Thursday, January 29, 2009
California Supreme Court Agrees to Hear CSU Whistleblower Lawsuit
By a MetNews Staff Writer
The California Supreme Court yesterday agreed to decide whether a California State University employee must seek writ review of an adverse employment decision prior to filing a whistleblower suit.
By a vote of 6-0, with Chief Justice Ronald M. George absent and not participating, the justices voted at yesterday’s conference to review the Oct. 30 ruling of this district’s Court of Appeal, Div. One, in Runyon v. Board of Trustees of California State University, B195213.
The plaintiff, Dr. L. Richard Runyon, claims he was terminated from the chairmanship of the Finance, Real Estate and Law Department of the College of Business Administration at CSU Long Beach—a post he held from 1991 to 2004—in retaliation for his numerous complaints of alleged mismanagement by the college’s dean, Luis Ma Calingo.
Calingo said he lost confidence in Runyon as a result of the chairman’s failure to conduct an adequate review of the department’s curriculum. Runyon filed an administrative complaint of retaliation, but the university determined that there was no relationship between Runyon’s complaints and his termination.
He then filed suit under a whistleblower retaliation statute that applies specifically to CSU employees, Government Code Sec. 8547.12. The statute permits employees to seek damages following administrative review of their internal whistleblower complaints.
Los Angeles Superior Court Judge Jane L. Johnson granted the university’s motion for summary judgment, concluding that the damage action authorized by the statute was precluded if the university conducted an investigation in good faith and rendered a timely decision adverse to the employee, unless that decision was overturned by writ of administrative mandate.
Retired Justice J. Gary Hastings, who authored an unpublished opinion while sitting on assignment in Div. One, said the trial judge was correct. In doing so, he rejected the contention that a provision in the statute allowing an employee to sue without exhausting administrative remedies if an administrative complaint has not been “satisfactorily addressed” within 18 months applied.
Hastings concluded that a complaint is satisfactorily addressed if a decision is rendered within the 18-month period.
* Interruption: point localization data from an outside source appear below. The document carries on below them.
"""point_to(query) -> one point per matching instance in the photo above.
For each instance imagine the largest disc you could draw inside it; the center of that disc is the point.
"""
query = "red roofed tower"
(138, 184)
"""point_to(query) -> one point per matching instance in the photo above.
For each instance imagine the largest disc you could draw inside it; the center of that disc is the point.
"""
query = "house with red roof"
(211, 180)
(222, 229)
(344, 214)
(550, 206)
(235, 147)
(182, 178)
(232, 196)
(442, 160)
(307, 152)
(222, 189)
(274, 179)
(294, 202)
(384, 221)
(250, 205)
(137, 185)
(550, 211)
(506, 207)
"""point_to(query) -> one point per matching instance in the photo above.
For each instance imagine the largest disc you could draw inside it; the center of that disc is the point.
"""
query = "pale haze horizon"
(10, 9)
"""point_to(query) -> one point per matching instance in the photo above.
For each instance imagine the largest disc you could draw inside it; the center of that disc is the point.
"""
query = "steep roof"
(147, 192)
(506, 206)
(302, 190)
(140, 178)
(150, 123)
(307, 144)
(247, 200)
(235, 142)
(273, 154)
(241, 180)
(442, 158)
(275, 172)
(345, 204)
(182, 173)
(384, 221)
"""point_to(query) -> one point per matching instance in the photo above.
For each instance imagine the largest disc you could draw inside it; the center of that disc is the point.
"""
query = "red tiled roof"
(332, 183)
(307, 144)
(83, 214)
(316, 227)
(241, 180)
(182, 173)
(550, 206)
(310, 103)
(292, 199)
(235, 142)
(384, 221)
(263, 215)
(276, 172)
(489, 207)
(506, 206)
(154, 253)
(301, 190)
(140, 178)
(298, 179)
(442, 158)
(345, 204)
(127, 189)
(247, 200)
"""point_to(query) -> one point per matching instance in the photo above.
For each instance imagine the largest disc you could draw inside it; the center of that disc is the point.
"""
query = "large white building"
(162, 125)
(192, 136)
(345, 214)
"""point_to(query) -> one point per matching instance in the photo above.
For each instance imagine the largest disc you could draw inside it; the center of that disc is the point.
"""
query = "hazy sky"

There is no requirement, he said, that the university offer a particular level of due process, as Runyon contended.
The justice cited Miklosy v. Regents of the University of California, (2008) 44 Cal.4th 876, in which the court held that employees who obtained a timely administrative decision on their retaliation complaint against the University of California could not sue under a similar provision of the whistleblower statute.
In other conference action, the justices:
•Denied requests for publication of a Nov. 12 decision of the First District’s Div. Three upholding a $403,548 attorney fee award against Apple Inc. CEO Steve Jobs and the Town of Woodside. The fees were awarded under the private attorney general statute after the preservation group Uphold Our Heritage successfully challenged the San Mateo County town’s decision allowing Jobs to demolish an historic 17,000-foot mansion to build a smaller residence.
•Asked the State Bar Court for a recommendation as to whether former Orange Superior Court Judge Kelly MacEachern should be allowed to resume practicing law. MacEachern was ousted from the bench by the Commission on Judicial Performance last June.
The CJP said the onetime prosecutor engaged in willful misconduct by claiming reimbursement for attending judicial education classes that she did not, and was not authorized to, take.
•Agreed to answer a certified question from the Ninth U.S. Circuit Court of Appeals as to whether the broadband telephone company Vonage’s alleged sending of unsolicited e-mails from multiple domain names in order to bypass spam filters violated the ban on falsified, misrepresented, or forged header information in the anti-spam law, Business and Professions Code Sec. 17529.5.
The Ninth Circuit said the answer may be dispositive of the plaintiff’s appeal in Kleffman v. Vonage Holdings Corp., 07-56171. U.S. District Judge Gary A. Feess of the Central District of California dismissed the putative class action complaint for failure to state a cause of action.